Tuesday, June 06, 2006

moving? what?


so lately, i've been anxious to get settled into a new house. thinking about walls to paint (and here are the colors i'm thinking about today...i used this little sherwin williams model to look at my kitchen and dining/living colors.) about decorating. excited to be walking distance to the max with easy access to downtown. great places to hike. looking forward to getting to know the evergreen community better. meeting new people. and then it hit me...for all of this to happen it involves one thing that i am very sick of doing lately...MOVING. PACKING. UNPACKING. i think that travis will be doing the packing again. (he was so dang good in minneapolis, he is rewarded with the job again!) but i know it will be my job to do the unpacking, the figuring out how everything is going to fit in our oh so small space. moving across town is never as bad as moving across the country, like our last 2 moves. no renting a huge truck, no boxing everything. and this will be different, right? we are moving not to a temporary apartment, but a house we'll be in for a little while. i'll put that at the front of my mind.
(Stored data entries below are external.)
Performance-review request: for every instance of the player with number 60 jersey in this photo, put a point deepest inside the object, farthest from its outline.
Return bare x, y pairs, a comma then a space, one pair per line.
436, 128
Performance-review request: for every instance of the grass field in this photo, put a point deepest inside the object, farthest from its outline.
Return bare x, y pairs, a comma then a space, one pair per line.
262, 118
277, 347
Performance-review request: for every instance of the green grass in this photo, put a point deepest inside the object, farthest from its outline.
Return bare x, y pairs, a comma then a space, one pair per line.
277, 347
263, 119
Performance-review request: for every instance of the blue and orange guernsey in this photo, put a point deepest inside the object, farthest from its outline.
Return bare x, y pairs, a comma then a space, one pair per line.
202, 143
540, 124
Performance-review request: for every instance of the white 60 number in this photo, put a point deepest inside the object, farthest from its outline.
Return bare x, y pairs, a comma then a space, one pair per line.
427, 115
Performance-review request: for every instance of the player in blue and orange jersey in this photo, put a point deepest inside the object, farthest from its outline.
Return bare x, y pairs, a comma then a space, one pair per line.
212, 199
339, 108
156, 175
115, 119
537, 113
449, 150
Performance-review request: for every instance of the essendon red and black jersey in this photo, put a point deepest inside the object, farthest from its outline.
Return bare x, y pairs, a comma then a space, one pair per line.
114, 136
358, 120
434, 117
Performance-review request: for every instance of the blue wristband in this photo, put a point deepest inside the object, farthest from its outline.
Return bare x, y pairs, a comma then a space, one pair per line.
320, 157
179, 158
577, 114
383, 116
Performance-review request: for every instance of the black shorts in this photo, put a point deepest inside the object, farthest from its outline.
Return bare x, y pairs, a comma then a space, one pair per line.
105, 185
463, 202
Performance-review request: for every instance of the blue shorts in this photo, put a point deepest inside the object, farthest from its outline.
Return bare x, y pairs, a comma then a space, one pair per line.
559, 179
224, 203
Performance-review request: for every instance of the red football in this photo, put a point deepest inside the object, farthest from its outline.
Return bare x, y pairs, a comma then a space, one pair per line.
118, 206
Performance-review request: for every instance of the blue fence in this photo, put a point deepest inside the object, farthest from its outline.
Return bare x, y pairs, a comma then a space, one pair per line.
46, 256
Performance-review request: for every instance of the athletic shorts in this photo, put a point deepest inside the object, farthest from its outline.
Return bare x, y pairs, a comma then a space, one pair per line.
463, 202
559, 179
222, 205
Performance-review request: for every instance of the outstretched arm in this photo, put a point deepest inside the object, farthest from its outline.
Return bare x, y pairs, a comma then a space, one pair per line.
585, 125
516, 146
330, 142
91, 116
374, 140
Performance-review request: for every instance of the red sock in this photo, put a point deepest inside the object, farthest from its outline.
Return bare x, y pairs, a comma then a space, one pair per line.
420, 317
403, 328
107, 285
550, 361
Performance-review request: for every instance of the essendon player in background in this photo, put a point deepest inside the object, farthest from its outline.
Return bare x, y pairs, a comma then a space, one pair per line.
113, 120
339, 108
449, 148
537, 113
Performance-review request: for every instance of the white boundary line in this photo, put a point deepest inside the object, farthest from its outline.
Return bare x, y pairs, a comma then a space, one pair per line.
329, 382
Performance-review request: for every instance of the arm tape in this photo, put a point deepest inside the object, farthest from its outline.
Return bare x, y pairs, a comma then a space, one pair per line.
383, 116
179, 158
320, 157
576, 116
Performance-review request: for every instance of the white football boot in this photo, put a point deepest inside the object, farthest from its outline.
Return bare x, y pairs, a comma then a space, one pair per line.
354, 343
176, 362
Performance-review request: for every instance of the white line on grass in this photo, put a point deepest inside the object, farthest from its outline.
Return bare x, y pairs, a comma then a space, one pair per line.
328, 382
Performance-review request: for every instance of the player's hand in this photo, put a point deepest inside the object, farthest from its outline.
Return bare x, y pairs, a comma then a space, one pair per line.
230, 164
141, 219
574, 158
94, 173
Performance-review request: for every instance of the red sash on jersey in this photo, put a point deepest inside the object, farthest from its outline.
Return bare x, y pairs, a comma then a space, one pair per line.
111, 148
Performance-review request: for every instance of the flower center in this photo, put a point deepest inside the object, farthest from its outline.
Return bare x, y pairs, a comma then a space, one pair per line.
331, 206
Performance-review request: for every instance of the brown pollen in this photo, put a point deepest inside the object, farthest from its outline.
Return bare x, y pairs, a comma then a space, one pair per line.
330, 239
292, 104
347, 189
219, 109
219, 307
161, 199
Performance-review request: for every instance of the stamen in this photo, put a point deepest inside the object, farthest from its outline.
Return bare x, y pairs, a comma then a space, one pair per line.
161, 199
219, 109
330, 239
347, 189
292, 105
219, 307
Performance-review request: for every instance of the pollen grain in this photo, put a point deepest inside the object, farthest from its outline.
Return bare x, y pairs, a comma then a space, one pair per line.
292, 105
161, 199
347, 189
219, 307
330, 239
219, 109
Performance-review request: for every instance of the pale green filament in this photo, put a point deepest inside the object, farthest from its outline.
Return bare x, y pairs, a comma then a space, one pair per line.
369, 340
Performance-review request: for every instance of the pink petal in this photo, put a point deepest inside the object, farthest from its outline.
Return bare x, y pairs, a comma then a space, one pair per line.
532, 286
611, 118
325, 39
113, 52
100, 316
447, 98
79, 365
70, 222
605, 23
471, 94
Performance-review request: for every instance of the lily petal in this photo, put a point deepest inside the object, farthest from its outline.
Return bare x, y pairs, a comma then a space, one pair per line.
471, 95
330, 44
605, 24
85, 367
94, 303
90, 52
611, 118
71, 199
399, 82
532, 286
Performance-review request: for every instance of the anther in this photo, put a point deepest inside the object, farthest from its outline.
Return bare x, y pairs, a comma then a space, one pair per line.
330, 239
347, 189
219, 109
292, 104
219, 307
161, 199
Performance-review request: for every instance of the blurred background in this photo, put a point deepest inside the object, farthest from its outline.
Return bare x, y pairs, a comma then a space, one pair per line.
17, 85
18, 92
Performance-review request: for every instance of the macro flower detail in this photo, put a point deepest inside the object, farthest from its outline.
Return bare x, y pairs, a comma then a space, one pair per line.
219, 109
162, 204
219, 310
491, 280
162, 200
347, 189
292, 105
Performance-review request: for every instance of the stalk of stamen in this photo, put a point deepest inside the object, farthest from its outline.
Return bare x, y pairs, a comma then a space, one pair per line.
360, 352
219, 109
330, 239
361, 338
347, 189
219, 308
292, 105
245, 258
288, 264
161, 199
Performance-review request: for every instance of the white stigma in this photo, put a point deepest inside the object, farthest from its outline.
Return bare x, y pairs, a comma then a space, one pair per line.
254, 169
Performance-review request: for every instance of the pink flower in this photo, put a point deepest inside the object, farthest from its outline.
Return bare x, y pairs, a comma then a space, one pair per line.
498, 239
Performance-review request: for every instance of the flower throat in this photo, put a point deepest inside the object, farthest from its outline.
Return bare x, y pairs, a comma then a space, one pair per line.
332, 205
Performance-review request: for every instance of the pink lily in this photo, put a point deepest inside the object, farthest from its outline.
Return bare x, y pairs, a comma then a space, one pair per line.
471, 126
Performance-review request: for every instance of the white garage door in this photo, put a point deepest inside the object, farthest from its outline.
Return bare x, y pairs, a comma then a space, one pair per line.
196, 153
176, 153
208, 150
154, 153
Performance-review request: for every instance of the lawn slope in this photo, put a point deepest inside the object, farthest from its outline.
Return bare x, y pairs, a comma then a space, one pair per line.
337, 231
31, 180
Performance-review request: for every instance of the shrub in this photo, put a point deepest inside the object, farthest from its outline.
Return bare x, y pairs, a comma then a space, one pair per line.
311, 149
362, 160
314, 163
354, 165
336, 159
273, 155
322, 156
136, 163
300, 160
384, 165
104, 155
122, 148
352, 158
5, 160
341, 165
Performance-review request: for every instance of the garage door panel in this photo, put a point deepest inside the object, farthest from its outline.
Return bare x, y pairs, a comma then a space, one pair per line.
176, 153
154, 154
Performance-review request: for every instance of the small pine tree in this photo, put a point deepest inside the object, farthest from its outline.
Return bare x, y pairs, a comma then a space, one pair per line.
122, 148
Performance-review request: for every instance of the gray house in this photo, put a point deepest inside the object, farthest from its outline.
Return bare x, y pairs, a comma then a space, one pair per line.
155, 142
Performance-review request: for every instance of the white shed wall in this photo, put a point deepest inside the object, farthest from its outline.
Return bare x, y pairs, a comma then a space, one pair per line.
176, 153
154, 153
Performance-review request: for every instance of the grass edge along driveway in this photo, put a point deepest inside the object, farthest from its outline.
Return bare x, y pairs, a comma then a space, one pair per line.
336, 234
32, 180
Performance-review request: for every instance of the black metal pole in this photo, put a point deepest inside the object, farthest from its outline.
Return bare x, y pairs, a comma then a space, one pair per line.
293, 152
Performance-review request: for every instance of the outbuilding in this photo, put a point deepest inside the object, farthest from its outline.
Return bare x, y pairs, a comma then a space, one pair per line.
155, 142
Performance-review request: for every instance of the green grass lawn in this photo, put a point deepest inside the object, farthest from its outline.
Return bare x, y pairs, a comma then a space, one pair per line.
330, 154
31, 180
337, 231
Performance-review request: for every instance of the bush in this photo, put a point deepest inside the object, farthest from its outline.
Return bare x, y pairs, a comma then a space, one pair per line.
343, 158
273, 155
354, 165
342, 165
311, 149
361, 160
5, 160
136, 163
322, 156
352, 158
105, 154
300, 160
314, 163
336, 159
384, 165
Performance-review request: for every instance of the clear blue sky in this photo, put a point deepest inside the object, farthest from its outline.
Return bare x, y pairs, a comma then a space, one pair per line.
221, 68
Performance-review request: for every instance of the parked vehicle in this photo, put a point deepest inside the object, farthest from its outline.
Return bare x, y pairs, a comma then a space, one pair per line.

but now is not the time to be overwhelmed with that now. i have a logo to work on a banner ad to create...

Saturday, June 03, 2006

i'm turning granola


i've always had a little granola in me...but travis and i have slowly started caring about the environment, about how much we drive, being resources, treating our bodies well, about living more simply. and minneapolis and portland have definitely been a catalyst to bring out the granola in us. i have this urge to really live naturally and simply. and our move to oregon is the start of something great. i'm excited to see how i allow the people around me to shape me. i guess i feel like there are parts of me that are just dying to come out and i'm excited to see how those part of me come to the surface as we make oregon our new home.

portland was rated number one in the top 50 big cities to care about the environment, use its resources wisely, etc. that is exciting to me and i'm happy to be in a place like that.

what have i been up to lately?

well, travis and i bought a refrigerator on friday...i didn't think buying a refrigerator would be so exciting. it is a stainless steal bottom freezer that we found new on craig's list. and when we went over to pick it up, we met a great couple that just moved to portland...and sal, is a painter and has made a studio in his detached garage. it was inspiring and fun to meet another couple starting their life in portland. it was good to hear about them using the max and selling a car, caring about how energy efficient everything is.

i have started picking out paint colors for our new place. (and it seems i come up with a new color combination everyday...we'll see what we end up doing.)

we've been going to a lot of home stores to look at new stuff...so much fun! it is starting to become real that we are actually going to be in one place for an extended amount of time. yippee!

i'm reading a great book called. "change the way you see everything." my brother recommended it and i really am enjoying it.

we are thinking of making a trip to ikea this week. (phoenix had a ikea. minneapolis had an ikea. but now that i'm really wanting to buy a few things for our new place, i'm going to have to drive to seattle to go to the nearest one. o-well.)

we have become addicted to craig's list. maybe we'll end up finding our dining room table on there.

i loooooveeeee portland weather. if i can still wear a jacket on june 3rd, it is my kind of place. friday it was cloudy and in the 60s and no rain. perfect weather. and even when it is raining, i love it. we'll see what i say after i go through the long winter rainy season. but so far, i have nothing, but good things to say about the weather.